J’eus même un léger doute sur sa santé mentale. Après quelques secondes,Tau se leva et ajouta :
- A préyent, ye dois m’entraîner, veux-tu te yoindre à moi ?

Je ne voulus pas le vexer et acceptai sa proposition; après tout il serait toujours bon de connaître quelques coups de maître ! Il me refila un vieux kimono. J’eus l’impression d’enfiler un costume de poupée. Le futal remontait jusqu’aux genoux et la veste me serrait comme un tutu sur un b?uf de concours. Tau me laissa un instant et réapparut avec une brouette pleine de briques.

- Ca y est, il est bon pour la cure de sommeil ! Pensai-je.
Il plaça trois parpaings sur le tatami et me dit :
- Vas-y ! 
- Hein ? Répondis-je.
- Oui, Yilbert, détruis-les avec la main ! Ajouta-t-il.

Bon, c’est vrai, j’avais déjà éclaté quelques arcades sourcilières, assommé un lapin qui bouffait mon cresson mais des briques ! Après tout elles ne m’avaient rien fait ces briques ! Voyant mon hésitation, Tau se dirigea vers les parpaings, poussa un cri de « castrat ménopausé » et, de la tranche de la main, explosa l’ensemble. Ensuite, il fit un genre de rot et revint vers moi. On aurait dit qu’il sortait d’un sauna thaïlandais avec option massage. Il était détendu, calme comme le bain d’un noyé.

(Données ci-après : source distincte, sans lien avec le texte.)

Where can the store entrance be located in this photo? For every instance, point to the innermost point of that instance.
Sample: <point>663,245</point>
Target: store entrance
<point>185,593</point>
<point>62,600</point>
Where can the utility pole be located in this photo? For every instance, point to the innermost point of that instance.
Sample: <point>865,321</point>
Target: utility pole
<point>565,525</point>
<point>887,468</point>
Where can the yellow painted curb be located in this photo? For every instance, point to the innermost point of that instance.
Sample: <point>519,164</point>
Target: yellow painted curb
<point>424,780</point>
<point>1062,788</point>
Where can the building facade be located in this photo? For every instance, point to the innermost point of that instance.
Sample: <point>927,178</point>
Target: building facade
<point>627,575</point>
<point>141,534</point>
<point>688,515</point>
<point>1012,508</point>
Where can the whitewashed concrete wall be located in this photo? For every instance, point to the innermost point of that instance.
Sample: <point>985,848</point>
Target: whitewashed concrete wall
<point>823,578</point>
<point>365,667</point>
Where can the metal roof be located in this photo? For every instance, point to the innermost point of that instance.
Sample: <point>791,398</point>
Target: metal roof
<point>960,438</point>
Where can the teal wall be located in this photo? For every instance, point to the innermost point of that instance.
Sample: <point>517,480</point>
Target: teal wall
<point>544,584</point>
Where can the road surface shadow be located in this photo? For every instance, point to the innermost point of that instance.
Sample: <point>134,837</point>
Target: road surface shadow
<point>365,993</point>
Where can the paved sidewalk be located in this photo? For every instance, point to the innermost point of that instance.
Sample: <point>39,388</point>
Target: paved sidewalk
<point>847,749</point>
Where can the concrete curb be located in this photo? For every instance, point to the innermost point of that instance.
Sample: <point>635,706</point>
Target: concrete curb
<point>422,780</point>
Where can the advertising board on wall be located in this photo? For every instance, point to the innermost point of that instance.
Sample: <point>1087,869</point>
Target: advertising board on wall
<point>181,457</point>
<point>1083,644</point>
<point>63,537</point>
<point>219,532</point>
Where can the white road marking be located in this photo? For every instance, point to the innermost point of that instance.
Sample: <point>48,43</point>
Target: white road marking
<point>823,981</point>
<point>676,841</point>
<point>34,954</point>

Ainsi, nous continuâmes mon initiation. Il m’enseigna l’art des shurikens, des étoiles en ferraille ; avec ça, tu pouvais transpercer un ninja colérique à dix mètres. Au bout d’une heure de nunchaku, yoga tantrique et kung fu Shaolin, je pus enfin passer à la douche. Tau n’aurait pas été un ami, j’aurais porté plainte pour coups et blessures, cinq hématomes, un torticolis, un coude semi-luxé.
Moi qui suis plutôt adepte d’une flexion pour sortir du lit et une autre pour m’écrouler dans le fauteuil, j’étais atteint du syndrome de Kief, autrement dit "le surmenage" !
 
Je passai ainsi le reste de la journée avec mon ami. Pourtant si je pouvais compter sur lui pour la castagne, je compris vite que pour résoudre l’énigme je devrais plutôt me fier à ma matière grise. Je décidai donc de regrouper un peu mes idées.

Pour en arriver à trucider la vieille Nichenfleur, les instigateurs de tout ça ne s’étaient sûrement pas contentés de piquer un sac de billes chez le droguiste. L'affaire était des plus sérieuses. A nouveau j’étais coincé, comme un sanglier dans un piège à ours.